Yeah it was from me arguing with him over AI kid. Did you see me respond to him after that? No. Anyway you have a better job than trying to stalk me? I get that it's hard for you, and you are out of work, after the guy you cheerleader for so long gots beaten from pillar to post, but pls find some other hobby, and don't mess with me. I will always prove you wrong. Should i even mention AJ - Ngannou, Usyk - Fury ? Yeah cope harder Adam.
The main criteria in literally any Martial Arts has always been landed punches, and impactful/powerful one. In MMA i think they are judging also by the damage punches is doing, etc, not sure to be fair. But in Boxing i gave you the Criteria for scoring. Landed Punches, Clean Punches, Impactful ones/Powerful ones, Effective Aggression, Pressuring your opponent, Impose your gameplan over your opponent(Which is essentially what Ring Generalship is), and Defense. So you can tell me in which exact criteria Fury was in front ? None. Also Turki Alalshikh was the guy that decide to bring the AI for that match and to be used with DeepStrike AI, as Compubox is highly inaccurate. From what i heard they want to integrated into Boxing. Not for scoring fights, as it's too early, but for statistics. And no Ring Generalship is explained in the rules: Ring Generalship: The fighter who controls the action and enforces their will and style. I don't know what fight you was watching, but Ring Generalship from Round 1 was all Usyk. He impose his style over Fury. As Fury wanted a slower pace fight, which didn't happen at all, that's why he gassed after Round 6/7, and lost the fight. As for Fury to be winning this rounds from the outside running and hanging on the ropes, he had to outland and counter Usyk. Which he only did in Round 5 and 6. In every other rounds Usyk outlanded him, both by impactful and total punches landed. Ring Generalship most of the time is a battle for who will have the center ring, and that battle was won in the Round 1 by Usyk. Anyway this is getting too time wasting. Doesn't matter how you score it. This was never a 1, 2 or even 3 points fight. And could never be scored for Fury, even if you are his biggest cheerleader. Whether you have Usyk by 4 or 5 rounds(not points, as there was KD) is irrelevant. He won, he won clearly and widely. Now we are waiting for Fury announcements of retirement and then un-retirement 20x time in a row.

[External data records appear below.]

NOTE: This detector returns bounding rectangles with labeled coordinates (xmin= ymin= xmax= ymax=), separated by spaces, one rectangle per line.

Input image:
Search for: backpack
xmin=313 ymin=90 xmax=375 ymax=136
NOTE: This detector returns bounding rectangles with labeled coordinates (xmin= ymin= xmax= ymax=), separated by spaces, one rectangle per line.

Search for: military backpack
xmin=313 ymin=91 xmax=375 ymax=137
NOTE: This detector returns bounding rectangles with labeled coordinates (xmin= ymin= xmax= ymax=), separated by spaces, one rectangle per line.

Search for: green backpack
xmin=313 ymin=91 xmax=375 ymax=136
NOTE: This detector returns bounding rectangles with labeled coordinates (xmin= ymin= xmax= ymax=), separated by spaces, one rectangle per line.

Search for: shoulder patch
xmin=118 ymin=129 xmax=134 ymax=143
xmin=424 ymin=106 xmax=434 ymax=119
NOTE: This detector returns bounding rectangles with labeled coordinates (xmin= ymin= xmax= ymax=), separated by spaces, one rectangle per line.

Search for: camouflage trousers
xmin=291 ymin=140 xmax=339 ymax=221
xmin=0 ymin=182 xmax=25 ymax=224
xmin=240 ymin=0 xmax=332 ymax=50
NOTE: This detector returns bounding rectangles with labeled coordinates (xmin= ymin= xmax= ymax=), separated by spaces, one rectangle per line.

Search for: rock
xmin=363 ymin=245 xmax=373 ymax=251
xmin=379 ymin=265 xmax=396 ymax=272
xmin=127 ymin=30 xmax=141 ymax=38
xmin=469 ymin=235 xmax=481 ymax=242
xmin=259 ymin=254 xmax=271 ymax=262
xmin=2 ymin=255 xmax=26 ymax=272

The only stalker is you Why not hit the ignore button again Fond of quitting like your bodybuilding man crush lol Our of work? Compare your post count to mine. you have no job
Anybody who thinks it was a one point fight is drunk on their own ignorance. Usyk won 8-4. Competitive fight but not close as rounds are scored.
I had it 7-5, 115-112 for Usyk. If you gave round 3 and maybe round 8 (can't remember), I suppose you could get 114-113 Fury. Still, that's a stretch. Closer fight than most want to admit, but there was a clear winner.
Get it over. Usyk won by UD not for the judges of course but for those who know boxing like many here. Fury won maximum 5 rounds.
Definitely an Usyk win, but it was a close fight. Usyk 100% deserved the win though. I wouldn't write Fury off in the rematch.